In an earlier interview with Civil Beat, the director of the city department that oversees CDBG grants called the meeting with HUD “very productive,” but didn’t specify what was discussed.

HUD said another concern about the city’s report went to the root of the federal agency’s initial finding that ORI is underutilized by the population it was designed to serve. Gibson said the city needs to be more specific in addressing this issue.

“The issue of the target number of clients being serviced by ORI needs to be clarified,” Gibson wrote. “HUD informed the city that it was important for them to define client usage.听The City must ensure that the ORI program meets national requirements and goals of full utilization.”

In a City Council hearing, ORI executives testified that the federal government never specified a required usage standard. ORI executives also testified that they never set forth a goal for the number of clients served. But a previous Civil Beat investigation into a decade of ORI documents showed that, in its grant applications, ORI made estimates about the number of people who would use the facilities built with CDBG money.

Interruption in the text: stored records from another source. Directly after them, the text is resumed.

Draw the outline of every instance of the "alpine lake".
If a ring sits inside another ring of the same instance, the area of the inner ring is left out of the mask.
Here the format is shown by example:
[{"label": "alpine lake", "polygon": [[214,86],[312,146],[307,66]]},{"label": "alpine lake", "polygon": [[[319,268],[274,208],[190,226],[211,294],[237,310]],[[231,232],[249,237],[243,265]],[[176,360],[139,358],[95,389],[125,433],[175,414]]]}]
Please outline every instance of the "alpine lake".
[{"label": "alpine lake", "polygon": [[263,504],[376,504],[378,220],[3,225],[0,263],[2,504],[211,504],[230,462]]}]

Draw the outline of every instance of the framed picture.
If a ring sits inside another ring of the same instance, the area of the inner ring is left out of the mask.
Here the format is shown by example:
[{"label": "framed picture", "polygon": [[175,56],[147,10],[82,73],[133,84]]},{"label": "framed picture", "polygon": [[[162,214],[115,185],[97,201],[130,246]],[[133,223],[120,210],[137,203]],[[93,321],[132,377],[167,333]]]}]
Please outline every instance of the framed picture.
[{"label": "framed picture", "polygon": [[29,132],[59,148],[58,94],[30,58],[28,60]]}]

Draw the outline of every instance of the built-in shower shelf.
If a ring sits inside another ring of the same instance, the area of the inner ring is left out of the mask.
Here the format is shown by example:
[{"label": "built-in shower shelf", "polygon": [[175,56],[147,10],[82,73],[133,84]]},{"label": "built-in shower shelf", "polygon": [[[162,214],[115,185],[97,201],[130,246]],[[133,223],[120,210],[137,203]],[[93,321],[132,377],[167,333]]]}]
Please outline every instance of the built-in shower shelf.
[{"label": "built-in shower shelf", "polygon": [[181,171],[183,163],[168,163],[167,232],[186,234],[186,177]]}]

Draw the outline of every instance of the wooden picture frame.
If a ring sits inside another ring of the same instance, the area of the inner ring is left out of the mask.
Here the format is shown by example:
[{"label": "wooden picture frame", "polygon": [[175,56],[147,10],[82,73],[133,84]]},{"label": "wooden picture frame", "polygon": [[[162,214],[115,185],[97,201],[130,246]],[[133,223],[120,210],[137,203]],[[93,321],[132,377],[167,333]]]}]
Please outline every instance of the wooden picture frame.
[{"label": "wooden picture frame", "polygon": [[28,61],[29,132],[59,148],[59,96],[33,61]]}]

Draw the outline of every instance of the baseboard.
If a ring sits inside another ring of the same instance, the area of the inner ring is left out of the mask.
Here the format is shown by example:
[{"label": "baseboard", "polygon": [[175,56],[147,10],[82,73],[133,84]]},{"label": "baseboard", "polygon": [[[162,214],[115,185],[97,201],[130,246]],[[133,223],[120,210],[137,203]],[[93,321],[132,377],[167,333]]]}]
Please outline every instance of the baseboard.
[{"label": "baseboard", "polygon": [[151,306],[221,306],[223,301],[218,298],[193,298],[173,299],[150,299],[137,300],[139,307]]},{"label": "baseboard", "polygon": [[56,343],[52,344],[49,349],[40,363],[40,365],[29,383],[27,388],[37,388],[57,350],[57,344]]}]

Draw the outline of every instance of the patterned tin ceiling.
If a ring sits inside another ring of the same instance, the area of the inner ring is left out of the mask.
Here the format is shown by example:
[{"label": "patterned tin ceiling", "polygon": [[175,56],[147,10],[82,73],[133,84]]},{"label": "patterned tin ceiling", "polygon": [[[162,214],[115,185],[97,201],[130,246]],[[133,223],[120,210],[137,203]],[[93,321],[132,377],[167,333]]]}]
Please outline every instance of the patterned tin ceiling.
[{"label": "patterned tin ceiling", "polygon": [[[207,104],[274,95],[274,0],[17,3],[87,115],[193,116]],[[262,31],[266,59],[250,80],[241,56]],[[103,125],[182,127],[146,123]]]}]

In documents that Civil Beat obtained in an open records request, ORI wrote that it would serve “100 unduplicated” individuals, though a timeframe is not specified. When a HUD investigator visited the site last spring, that person reported seeing five individuals. ORI has complained that HUD’s investigation was unfair, and that is findings do not reflect the larger number of people who use the facility.

Civil Beat counted four seniors participating in a program at the mostly-empty facility during a site visit in June.

“HUD maintains that the program site is underutilized and is currently not fully satisfying the CDBG program national requirements,” Gibson wrote.